I am currently trying to automate some text stuff.

I wonder if there is a way to determine if the last character in a string column is just “one character”).

Let me explain:

this word starts with a → label this as “yes” or 1 because the right most letter is just one character
this word is wonderful → label as “no” or 0
this word is truly fantastic → label as “no” or 0
here is another word that just starts with a → label this as “yes” or 1

I thought of working with Regex but I am not 100% sure how to apply it.

Here’s my (very simple ) example workflow

THANK YOU in advance!

ipazin · April 13, 2021, 9:07am

Hello @kowisoft,

here is logic without regex that extracts last word:
substr( $sentence$, lastIndexOfChar( $sentence$, ' ') +1)
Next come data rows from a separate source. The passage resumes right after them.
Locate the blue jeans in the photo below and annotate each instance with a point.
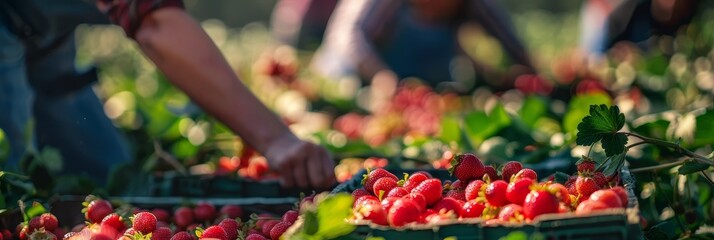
(72, 122)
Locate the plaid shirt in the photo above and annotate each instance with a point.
(129, 13)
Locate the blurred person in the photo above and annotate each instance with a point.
(301, 23)
(38, 81)
(383, 41)
(607, 22)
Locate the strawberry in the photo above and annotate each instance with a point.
(448, 204)
(214, 232)
(404, 211)
(183, 235)
(622, 193)
(97, 210)
(279, 229)
(539, 202)
(472, 209)
(585, 186)
(525, 173)
(512, 213)
(204, 211)
(183, 217)
(589, 206)
(509, 169)
(517, 190)
(269, 226)
(359, 192)
(389, 201)
(290, 216)
(231, 211)
(608, 197)
(600, 179)
(431, 189)
(414, 180)
(144, 222)
(466, 167)
(372, 212)
(382, 186)
(372, 176)
(162, 233)
(115, 221)
(456, 194)
(418, 198)
(230, 226)
(473, 189)
(491, 172)
(585, 165)
(496, 193)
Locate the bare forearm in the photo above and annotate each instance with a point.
(192, 62)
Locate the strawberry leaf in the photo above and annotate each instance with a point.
(603, 125)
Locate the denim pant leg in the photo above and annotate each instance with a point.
(15, 97)
(74, 122)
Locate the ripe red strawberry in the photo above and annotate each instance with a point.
(279, 229)
(231, 211)
(585, 186)
(144, 222)
(414, 180)
(539, 202)
(182, 236)
(456, 194)
(517, 190)
(97, 210)
(162, 233)
(183, 217)
(431, 189)
(389, 201)
(372, 212)
(372, 176)
(622, 193)
(161, 214)
(418, 198)
(255, 236)
(290, 216)
(382, 186)
(403, 211)
(525, 173)
(472, 209)
(600, 179)
(509, 169)
(359, 192)
(496, 193)
(586, 165)
(491, 172)
(214, 232)
(204, 211)
(608, 197)
(589, 206)
(230, 226)
(448, 204)
(269, 226)
(115, 221)
(466, 167)
(473, 189)
(512, 213)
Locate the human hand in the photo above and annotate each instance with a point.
(301, 164)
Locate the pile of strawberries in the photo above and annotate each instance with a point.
(103, 222)
(514, 196)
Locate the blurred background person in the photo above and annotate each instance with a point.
(383, 41)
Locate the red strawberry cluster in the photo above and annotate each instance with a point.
(514, 196)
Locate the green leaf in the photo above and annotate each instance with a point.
(602, 125)
(692, 167)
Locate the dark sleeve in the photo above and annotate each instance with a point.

and here is regex that extracts last word (doesn’t match one word sentences so you are safe here):
regexReplace( $sentence$, ".*\\s(\\w+)$" , "$1")

Note:

rows 2,3 and 4 from your example contain space after last word which I guess shouldn’t be there so I deleted it
to get length simply wrap length() function around it
to have one node solution for 1/0 or yes/no mark you can either use Column Expressions together with if() function (see here) or even better Rule Engine node and MATCHES operator (which is regular expression based). For latter this is regex: $sentence$ MATCHES ".*\s.$" => 1
if your final goal is to delete (filter) such rows avoid adding mark and use Rule-based Row Filter which has same MATCHES operator you can use with above mentioned regex
if you can have one letter sentences above regex won’t match it so you’ll need to add another rule for it to work ($sentence$ MATCHES "." => 1)

Good luck automating “some text stuff”

Br,
Ivan

kowisoft · April 13, 2021, 9:18am

Fantastic @ipazin

Yes, indeed, I try to get rid of these rows, which bullet point #3 (rule based row filter) does perfectly.

Daniel_Weikert · April 13, 2021, 5:18pm

Great solution.
Why does the regexReplace need double backslash for space
“\\s” looks like escaping the space to me ?

takbb · April 13, 2021, 11:30pm

The “double backslash” will be needed because otherwise the single backslash in \s would be treated as an escape within the string literal itself (within java and many other languages) and will either cause problems in parsing or else result in only “s” instead of “\s” being passed to the regex parser.

Ultimately it is just the single backslash version of the literal that actually makes it to the regex parser itself, as the \ is first of all interpreted in the string literal as an escaped \ which means that this single backslash is what is then passed on (along with the “s” that follows it)

Some explanations (better than mine! ) can be found here…

system · April 20, 2021, 11:30pm

This topic was automatically closed 7 days after the last reply. New replies are no longer allowed.